For those in the know, it seems the hikes will have an impact on the next new car they purchase.
Three in five said they wouldn’t buy a new diesel next, with a third directly attributing the decision to increases in tax.
Almost half (46 per cent) also thought the recent messaging around diesel had been unclear, causing uncertainty and reluctance to purchase a new model.
Amanda Stretton, motoring editor at Confused.com, said motorists haven’t seen the last of surcharges on diesel and should expect more taxation for the under-fire fuel type as the government gears up for restrictions on the sale of new vehicles powered solely by petrol and diesel engines.

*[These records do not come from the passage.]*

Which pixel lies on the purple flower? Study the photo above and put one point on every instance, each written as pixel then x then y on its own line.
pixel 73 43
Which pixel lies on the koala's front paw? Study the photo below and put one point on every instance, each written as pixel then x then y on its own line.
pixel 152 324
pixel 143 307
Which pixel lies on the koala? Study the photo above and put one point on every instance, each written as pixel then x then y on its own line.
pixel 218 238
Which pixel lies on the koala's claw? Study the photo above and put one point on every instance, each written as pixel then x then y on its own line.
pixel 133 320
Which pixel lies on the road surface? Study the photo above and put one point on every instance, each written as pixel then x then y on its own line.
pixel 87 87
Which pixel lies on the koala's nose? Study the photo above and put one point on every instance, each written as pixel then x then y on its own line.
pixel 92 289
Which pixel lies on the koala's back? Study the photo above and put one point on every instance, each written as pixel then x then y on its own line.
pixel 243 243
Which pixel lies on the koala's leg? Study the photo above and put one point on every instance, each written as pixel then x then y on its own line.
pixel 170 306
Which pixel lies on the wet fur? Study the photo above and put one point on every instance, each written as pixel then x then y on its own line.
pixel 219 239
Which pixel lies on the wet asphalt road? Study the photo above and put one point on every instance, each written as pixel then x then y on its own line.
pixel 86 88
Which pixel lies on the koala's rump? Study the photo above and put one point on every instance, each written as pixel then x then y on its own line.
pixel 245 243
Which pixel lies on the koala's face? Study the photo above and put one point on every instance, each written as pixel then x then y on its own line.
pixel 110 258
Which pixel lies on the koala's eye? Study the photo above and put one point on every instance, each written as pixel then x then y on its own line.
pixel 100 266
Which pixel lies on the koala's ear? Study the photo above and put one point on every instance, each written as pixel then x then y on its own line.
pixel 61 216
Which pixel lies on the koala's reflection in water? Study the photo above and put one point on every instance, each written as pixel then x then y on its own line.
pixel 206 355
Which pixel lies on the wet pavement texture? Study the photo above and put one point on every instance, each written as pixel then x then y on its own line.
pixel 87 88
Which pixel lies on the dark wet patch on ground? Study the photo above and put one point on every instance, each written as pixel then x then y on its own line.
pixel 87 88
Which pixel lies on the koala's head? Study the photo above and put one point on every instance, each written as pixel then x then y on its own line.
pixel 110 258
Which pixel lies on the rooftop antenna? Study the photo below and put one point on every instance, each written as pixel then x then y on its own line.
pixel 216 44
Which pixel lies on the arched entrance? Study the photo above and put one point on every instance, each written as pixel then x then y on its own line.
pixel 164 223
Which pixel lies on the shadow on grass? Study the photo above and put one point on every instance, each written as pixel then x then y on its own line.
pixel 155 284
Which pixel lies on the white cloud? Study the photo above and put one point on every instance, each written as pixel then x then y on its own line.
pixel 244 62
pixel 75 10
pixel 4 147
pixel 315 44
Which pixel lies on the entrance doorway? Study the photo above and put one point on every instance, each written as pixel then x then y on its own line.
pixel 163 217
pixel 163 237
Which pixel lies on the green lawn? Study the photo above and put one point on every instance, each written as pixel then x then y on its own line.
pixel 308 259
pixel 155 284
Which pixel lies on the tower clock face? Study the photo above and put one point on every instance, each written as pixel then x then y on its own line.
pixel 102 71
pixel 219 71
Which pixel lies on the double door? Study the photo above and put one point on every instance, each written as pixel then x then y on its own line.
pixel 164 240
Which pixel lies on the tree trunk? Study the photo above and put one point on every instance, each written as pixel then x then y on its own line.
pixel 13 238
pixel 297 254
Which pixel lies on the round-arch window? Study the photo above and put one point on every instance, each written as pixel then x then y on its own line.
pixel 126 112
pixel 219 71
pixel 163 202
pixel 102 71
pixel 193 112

‘Drivers are clearly confused about the messaging around diesel vehicles. It’s no wonder motorists are not up to speed with the latest laws,’ she said.
‘As we head towards 2040, when the sale of new diesel and petrol vehicles will be banned, we expect drivers will see numerous incentives and penalties being introduced.
‘Whether such measures will encourage take up of more environmentally friendly car-types remains to be seen.’